Experimental program
Comparison scheme
Effect test

Embodiment 1

[0051] Such as Figure 1-9 As shown, a device for auxiliary surgical suturing thread entry and exit, including an outer sleeve, a needle core and a guide needle, the outer sleeve includes a sleeve cap (2) and a hollow sleeve (3), and the upper hole of the sleeve cap (2) (1) It penetrates up and down with the lower hole (4) of the sleeve (3); the needle core includes the needle core cap (5), the needle core body (6) and the needle point (7), and the bottom end of the needle core body (6) is The needle point (7), the top of the needle core body (6) is the needle core cap (5); the lead needle includes a needle bar (8) and a coil (9), and the needle bar (8) and the coil (9) are fixedly connected.

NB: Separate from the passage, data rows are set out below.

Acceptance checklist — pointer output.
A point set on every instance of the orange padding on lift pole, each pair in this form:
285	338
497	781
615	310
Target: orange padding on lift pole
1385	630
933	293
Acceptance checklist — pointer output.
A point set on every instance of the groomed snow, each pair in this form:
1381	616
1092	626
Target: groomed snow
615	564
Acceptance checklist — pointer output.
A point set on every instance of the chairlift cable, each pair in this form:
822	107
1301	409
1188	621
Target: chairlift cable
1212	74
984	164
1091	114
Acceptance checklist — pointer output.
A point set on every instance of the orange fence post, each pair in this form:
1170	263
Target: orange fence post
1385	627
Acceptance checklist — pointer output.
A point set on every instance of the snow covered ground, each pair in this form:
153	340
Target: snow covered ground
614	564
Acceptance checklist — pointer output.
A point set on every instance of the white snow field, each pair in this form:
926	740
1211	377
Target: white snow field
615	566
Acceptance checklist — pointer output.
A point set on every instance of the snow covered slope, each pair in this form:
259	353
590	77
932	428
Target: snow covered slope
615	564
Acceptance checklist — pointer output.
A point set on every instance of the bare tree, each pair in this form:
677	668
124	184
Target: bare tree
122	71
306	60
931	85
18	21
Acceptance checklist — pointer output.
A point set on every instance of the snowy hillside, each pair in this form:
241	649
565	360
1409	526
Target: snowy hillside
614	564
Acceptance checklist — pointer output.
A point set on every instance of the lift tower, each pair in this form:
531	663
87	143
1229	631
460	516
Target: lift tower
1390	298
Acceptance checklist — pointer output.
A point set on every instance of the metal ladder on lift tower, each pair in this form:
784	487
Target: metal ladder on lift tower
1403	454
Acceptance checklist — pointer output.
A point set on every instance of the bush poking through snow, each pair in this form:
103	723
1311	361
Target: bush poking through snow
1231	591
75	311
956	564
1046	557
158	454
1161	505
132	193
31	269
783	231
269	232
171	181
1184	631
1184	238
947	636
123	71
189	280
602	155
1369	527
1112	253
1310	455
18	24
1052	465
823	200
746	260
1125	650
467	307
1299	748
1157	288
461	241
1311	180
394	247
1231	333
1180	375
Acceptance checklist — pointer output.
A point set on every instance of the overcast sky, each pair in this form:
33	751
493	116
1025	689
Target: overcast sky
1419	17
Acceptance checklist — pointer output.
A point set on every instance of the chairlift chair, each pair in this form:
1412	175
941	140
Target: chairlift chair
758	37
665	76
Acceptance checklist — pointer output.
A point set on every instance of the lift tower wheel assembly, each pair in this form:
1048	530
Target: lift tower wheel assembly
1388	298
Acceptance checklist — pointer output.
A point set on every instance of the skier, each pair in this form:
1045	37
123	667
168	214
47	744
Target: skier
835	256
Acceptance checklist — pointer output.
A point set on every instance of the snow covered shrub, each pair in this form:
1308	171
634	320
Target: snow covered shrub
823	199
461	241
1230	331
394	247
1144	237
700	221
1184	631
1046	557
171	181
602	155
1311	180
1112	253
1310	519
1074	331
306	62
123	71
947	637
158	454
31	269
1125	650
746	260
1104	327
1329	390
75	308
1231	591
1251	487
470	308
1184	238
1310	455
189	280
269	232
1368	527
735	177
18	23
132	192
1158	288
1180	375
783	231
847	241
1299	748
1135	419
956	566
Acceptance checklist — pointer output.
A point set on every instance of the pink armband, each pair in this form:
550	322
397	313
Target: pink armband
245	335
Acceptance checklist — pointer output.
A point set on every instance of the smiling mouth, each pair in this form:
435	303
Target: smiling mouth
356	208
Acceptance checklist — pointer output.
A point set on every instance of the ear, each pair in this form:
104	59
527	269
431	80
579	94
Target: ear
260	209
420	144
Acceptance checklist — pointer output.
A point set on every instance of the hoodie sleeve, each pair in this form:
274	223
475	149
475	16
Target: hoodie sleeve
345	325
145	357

[0052] Among them, the lower hole (4) of the sleeve (3) is 0° to the horizontal plane; the needle point (7) is a cone structure; the upper part of the core cap (5) is a hollow cylinder structure, and the core cap (5) The lower part is a hollow circular platform structure; the upper par...

Embodiment 2

[0063] Such as Figure 10 As shown, a device for assisting surgical suture entry and exit, including an outer sleeve, a needle core and a guide needle, the outer sleeve includes a sleeve cap (2) and a hollow sleeve (3); the upper hole of the sleeve cap (2) (1) is connected up and down with the lower hole (4) of the casing (3); the lower hole (4) of the casing (3) is 45° to the horizontal plane. Other structures are with embodiment 1.

Embodiment 3

[0065] Such as Figure 11 As shown, an auxiliary surgical suture thread entry and exit device includes an outer sleeve, a needle core and a guide needle. The needle core includes a needle core cap (5), a needle core body (6) and a needle point (7); the needle point (7) is The cross-section is a cylindrical structure with a slope of 45 degrees. Other structures are with embodiment 1.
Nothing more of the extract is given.